1.5 Million MPH... (Score:1, Insightful)
It still amazes me how they can measure that kind of stuff.
Speed is relative (Score:4, Insightful)
Re:1.5 million miles per hour!! (Score:2, Insightful)
In the void of space this has no consequences for the mass that is speeding. (Until it collides with something that has a different speed.)
Abruptly increasing acceleration could rip it apart though, but that's another story.
Re:1.5 million miles per hour!! (Score:2, Insightful)
Re:Speed is relative (Score:5, Insightful)
Alternatively maybe it's staying still and we are being flung away from it at 1.5M mph.
Re:1.5 million miles per hour!! (Score:5, Insightful)
a) we're not sure it has planets.
b) it's not velocity that kills, it's acceleration.
c) this acceleration can only be explained by current theory if it was a gravitational acceleration.
d) gravitational acceleration acts on all elements of an object equally, meaning that there was no force from the acceleration itself acting to tear the object apart. Just like when you're in freefall, you don't feel gravity acting on you.
Now TIDAL gravity can tear objects apart, but since the gravitationally assisted acceleration likely happened in the galactic core, the tides were probably pretty gentle... the tidal force at a black hole's horizon can be expressed as a function of mass over surface area; the bigger the hole, the less the tides.
Re:Speed is relative (Score:1, Insightful)
Then again, with a speed that high, the speed of the earth/sun becomes insignificant anyway (8.5 miles/s and 155 miles/s respectively)
Re:1.5 million miles per hour!! (Score:2, Insightful)
Inertia & Momentum (Score:5, Insightful)
Is there *really* a difference, physically, on an object moving at 1.5MM mph and one standing completely still, if they're not interacting with anything else? No. Their inertias are the same, so their physical properties and interactions are the same.
Momentum, however, could be a bitch. Imagine this star slamming into another star (or, a la the Death Star, a small planet in the Aldeberan system). Ka-pow, with the graphic like on the old Batman series! Would make Levy-Shoemaker look like a BB gun (you're gonna put your eye out!)...

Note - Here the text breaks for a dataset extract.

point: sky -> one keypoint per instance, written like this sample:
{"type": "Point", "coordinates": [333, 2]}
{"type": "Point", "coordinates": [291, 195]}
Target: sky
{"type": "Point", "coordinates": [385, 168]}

Re:Speed is relative (Score:5, Insightful)
I remember this story:
Professor: The temperature in this kind of reaction is about 3 million degrees.
Student: Is that Celcius or Kelvin?
Professor: It doesn't matter!
IOW, the difference between C and K at ~3m* is insignificant. In the same way, the speed of this star is practically the same from any point of reference near any star in the galaxy.
Re:milky way munching stars and galaxies (Score:5, Insightful)
I would bet that there would be a number of stars in the galaxies that would have their motions markedly changed. You'ld probably have a number of stars being scattered around and exiting the galaxies at high velocities relative to other stars . There may even be an actual collision or two.